OpenSSH is using ERR_peek_error() and ERR_peek_last_error() to look for errors, but it does not know either of these (it expects the middle one).

There are couple of options what we could do:
 * look into all of the errors in order until we find some familiar error suggesting the passphrase is wrong (probably best)
 * add new error codes that we will consider as a wrong passphrase
 * the cipher/passphrase.c in openssl suggests it can prompt for passphrase itself through some UI, but I do not think this is a good idea.

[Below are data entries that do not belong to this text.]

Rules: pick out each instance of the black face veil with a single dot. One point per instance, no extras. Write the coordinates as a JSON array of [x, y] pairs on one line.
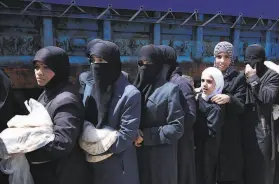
[[105, 75], [58, 61], [169, 61], [255, 56], [5, 87], [148, 73]]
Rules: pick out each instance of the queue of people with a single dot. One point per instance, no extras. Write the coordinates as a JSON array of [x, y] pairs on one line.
[[167, 132]]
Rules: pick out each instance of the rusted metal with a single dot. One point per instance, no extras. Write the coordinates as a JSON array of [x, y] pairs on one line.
[[3, 4], [260, 19], [107, 11], [274, 24], [219, 14]]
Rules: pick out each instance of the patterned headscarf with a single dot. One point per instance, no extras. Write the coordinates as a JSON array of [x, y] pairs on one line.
[[225, 47]]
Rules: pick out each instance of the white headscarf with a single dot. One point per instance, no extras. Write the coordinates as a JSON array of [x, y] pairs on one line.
[[219, 82]]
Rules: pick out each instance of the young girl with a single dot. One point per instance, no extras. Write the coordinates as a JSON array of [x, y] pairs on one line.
[[233, 95], [208, 126]]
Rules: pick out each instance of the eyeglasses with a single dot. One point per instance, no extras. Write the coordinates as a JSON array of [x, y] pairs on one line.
[[141, 63], [94, 59]]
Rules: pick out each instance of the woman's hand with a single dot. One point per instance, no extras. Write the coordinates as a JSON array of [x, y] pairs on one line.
[[139, 139]]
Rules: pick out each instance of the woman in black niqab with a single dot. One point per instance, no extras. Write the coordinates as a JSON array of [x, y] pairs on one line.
[[9, 107], [149, 69], [105, 68], [53, 163], [162, 120]]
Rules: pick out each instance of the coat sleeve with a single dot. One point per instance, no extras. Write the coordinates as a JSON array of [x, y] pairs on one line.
[[237, 102], [190, 104], [129, 125], [215, 120], [265, 93], [174, 127], [68, 120]]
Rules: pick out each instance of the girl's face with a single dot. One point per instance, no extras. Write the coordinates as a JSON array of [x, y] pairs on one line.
[[222, 61], [207, 84], [43, 74]]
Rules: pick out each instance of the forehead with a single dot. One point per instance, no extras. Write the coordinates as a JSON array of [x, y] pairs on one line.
[[223, 54], [40, 63], [206, 76]]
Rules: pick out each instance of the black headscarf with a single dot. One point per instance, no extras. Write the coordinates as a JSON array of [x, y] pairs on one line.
[[170, 64], [5, 87], [104, 75], [148, 74], [58, 61], [255, 56]]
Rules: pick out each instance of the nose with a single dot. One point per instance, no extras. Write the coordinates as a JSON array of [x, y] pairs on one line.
[[39, 72]]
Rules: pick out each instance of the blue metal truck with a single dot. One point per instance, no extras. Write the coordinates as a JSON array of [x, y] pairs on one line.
[[191, 27]]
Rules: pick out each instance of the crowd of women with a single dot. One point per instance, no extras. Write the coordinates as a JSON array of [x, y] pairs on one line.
[[167, 131]]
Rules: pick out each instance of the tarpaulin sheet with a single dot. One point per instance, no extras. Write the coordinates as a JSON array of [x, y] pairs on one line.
[[249, 8]]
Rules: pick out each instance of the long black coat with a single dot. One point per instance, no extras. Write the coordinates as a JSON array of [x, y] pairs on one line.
[[258, 129], [231, 152], [65, 161], [186, 154], [207, 133], [9, 108]]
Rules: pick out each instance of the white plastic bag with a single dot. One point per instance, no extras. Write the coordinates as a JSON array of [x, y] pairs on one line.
[[27, 133], [24, 134]]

I tried the following patch, which allowed me to use the key I previously generated on my Fedora and that was failing to be accepted previously in RHEL9, but it will require some more love:

diff --git a/sshkey.c b/sshkey.c
index 51482929..7317549a 100644
--- a/sshkey.c
+++ b/sshkey.c
@@ -4519,6 +4519,18 @@ translate_libcrypto_error(unsigned long pem_err)
 		default:
 			return SSH_ERR_LIBCRYPTO_ERROR;
 		}
+#ifdef ERR_LIB_OSSL_DECODER
+	case ERR_LIB_OSSL_DECODER:
+		switch (pem_reason) {
+#ifdef ERR_R_UNSUPPORTED
+		case ERR_R_UNSUPPORTED:
+			return SSH_ERR_KEY_WRONG_PASSPHRASE;
+#endif
+		default:
+			return SSH_ERR_LIBCRYPTO_ERROR;
+		}
+
+#endif
 	case ERR_LIB_ASN1:
 		return SSH_ERR_INVALID_FORMAT;
 	}

Comment 2 Dmitry Belyavskiy 2021-07-21 11:01:06 UTC
RHEL 8.5 in this case requests the passphrase which I think is the desired behaviour

Comment 3 Dmitry Belyavskiy 2021-07-21 12:52:05 UTC
https://github.com/openssl/openssl/pull/14834 seems to be the relevant OpenSSL changeset

Comment 4 Dmitry Belyavskiy 2021-07-21 14:50:59 UTC
Created attachment 1804145 [details]
An openssl 3.0-compatibility patch

Comment 7 Dmitry Belyavskiy 2021-07-26 11:38:22 UTC
Works for OpenSSL 3.0-beta1 without any patches.